La commémoration du 80e anniversaire de la libération des camps aura ainsi eu lieu, et aura été un grand moment mémoriel. Il était juste et nécessaire qu’il en soit ainsi, car la Shoah est sans aucun doute l’abîme le plus profond de l’histoire humaine connue. Les multiples modalités de la commémoration – cérémonies, émissions radiophoniques ou télévisuelles, programmes pédagogiques, etc. –, son ampleur politique, nationale et internationale, le souci légitime d’analyse et d’exactitude qui l’a accompagnée, le mélange de recueillement et de science, tout cela, naturellement, est à saluer. Et pourtant qui n’aurait à la gorge quelque arrière-goût amer ? Car il est permis, tout de même, de souligner deux insupportables paradoxes.

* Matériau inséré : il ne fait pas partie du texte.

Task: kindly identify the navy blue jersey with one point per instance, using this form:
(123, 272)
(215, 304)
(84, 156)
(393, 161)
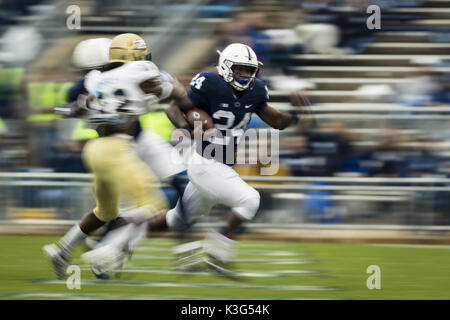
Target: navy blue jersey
(230, 113)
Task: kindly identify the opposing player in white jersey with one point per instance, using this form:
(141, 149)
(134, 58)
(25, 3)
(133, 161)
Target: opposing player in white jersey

D’abord, que cette commémoration intervient au moment où l’antisémitisme atteint en Europe, et singulièrement en France, une ampleur rarement égalée. Cet antisémitisme a ceci de particulier qu’il peut souvent s’énoncer librement, s’avancer à découvert, puisque sous le masque transparent de l’antisionisme. C’est un fait : nous avons, en France, aujourd’hui, des députés qui fomentent une haine antisémite quotidienne, des partis pour lesquels la question juive demeure secondaire dans le calcul des alliances politiques. Quelques sièges valent bien qu’on ferme les yeux sur le sort des Juifs ! Le chef de l’État lui-même n’a pas jugé bon de participer à la manifestation contre l’antisémitisme de l’automne dernier, estimant, par un singulier contresens sur la notion d’universel, qu’il était «le président de tous les Français» – donc aussi, sans doute, des antisémites.
Sous nos yeux, l’antisémitisme ronge la cohésion nationale et tous les jours des politiques, des intellectuels, des influenceurs, désignent les Juifs à la vindicte populaire. On aura eu soin, en revanche, un mardi 27 janvier, d’affecter une componction de circonstance, de diffuser un tweet, une vidéo, sur laquelle on aura pris une mine éplorée pour satisfaire les attentes. Tout pour les Juifs morts, rien aux Juifs vivants. On connaissait le green-washing, le pink-washing, voici à présent le Shoah-washing : vous pourrez dire ce que vous voudrez des Juifs, à condition de prendre, une fois par an, un air inspiré en donnant dans le «plus jamais ça».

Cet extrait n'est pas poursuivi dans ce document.